Q6. You call localStorage.setItem("cart", { items: [] }). What is stored?

  • a) The object { items: [] }
  • b) The string "[object Object]"
  • c) An empty array ❌

Q7. The storage event fires in:

  • a) The same tab that changed localStorage
  • b) All other tabs of the same origin ✅
  • c) All browser windows globally ❌

Q8. After calling setCustomValidity("Error message"), what must you call to clear the error?

  • a) setCustomValidity(null)
  • b) setCustomValidity("")
  • c) clearValidity()
  • d) It clears automatically when the user types ❌

Q9. A Web Worker can access document.getElementById():

  • a) True ❌
  • b) False ✅

Q10. What is the difference between Worker and SharedWorker?

  • a) SharedWorker is faster ❌
  • b) SharedWorker can be shared between multiple tabs/pages of the same origin ✅
  • c) Worker runs on the server ❌
  • d) There is no difference ❌

Answer key: 1-c, 2-b, 3-b, 4-b, 5-b, 6-b, 7-b, 8-b, 9-b, 10-b


🚨 Key Gotchas Summary

# Gotcha Fix
1 Trying to read data.property in the first .then() of a fetch Always call .json() first; data is in the second .then()
2 Assuming fetch() rejects on 404/500 Always check response.ok or response.status manually
3 Storing plain objects with localStorage.setItem Always use JSON.stringify() before storing and JSON.parse() after reading
4 Thinking popstate fires on pushState popstate only fires on back/forward navigation or history.go()
5 Forgetting setCustomValidity("") when input becomes valid The customError flag stays true until you explicitly clear it with ""
6 Trying to use document inside a Web Worker Workers have no DOM access — send results back via postMessage
7 Using mouse* events only — breaks on touch devices Use Pointer Events for unified mouse/touch/pen handling
8 Not handling Geolocation error codes Always pass an error callback with a switch on error.code
9 Forgetting touch-action: none on a Pointer Events canvas Without it, scrolling/zooming interfere with drawing on mobile
10 Not checking response.ok after fetch returns A successful network request ≠ a successful HTTP status

💬 Final Reflection Questions

  1. The Fetch API, Geolocation, and Web Workers all involve asynchronous operations.

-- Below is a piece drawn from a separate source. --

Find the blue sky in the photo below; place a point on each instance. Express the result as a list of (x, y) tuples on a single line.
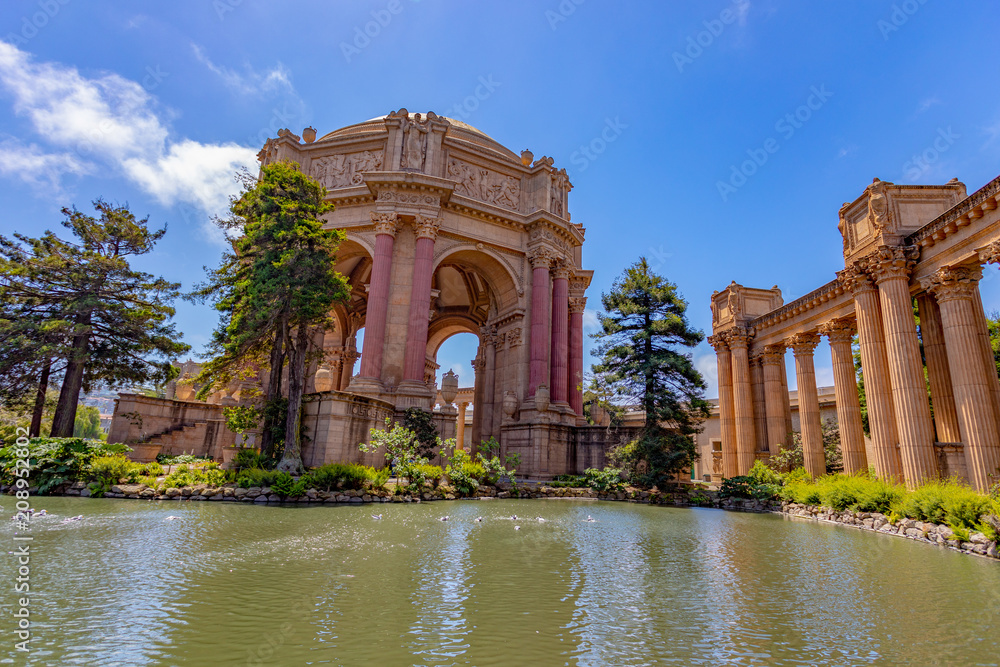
[(648, 105)]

What is the one core concept that all three rely on to handle async behaviour?
  2. If you were building a ride-hailing app like Bolt, which APIs from this tutorial would you use — and for what specific feature?
  3. A Web Worker and an async function both avoid blocking the UI thread. What is the fundamental architectural difference between the two?
  4. You need to remember a user’s language preference (English/Yoruba/Igbo) across sessions but reset their active shopping session on each visit. Which storage type would you use for each, and why?
  5. Your client says: “Our form validation is breaking for users in Northern Nigeria using older Android phones.” Which API properties would you use to diagnose whether the issue is constraint validation browser support or network-related?

One-sentence summary: JavaScript’s built-in Web APIs — Fetch, Geolocation, History, Pointer Events, Web Storage, Constraint Validation, and Web Workers — give every browser application a complete toolkit for networking, location, navigation, input, persistence, form integrity, and parallel computing, all without installing any external library.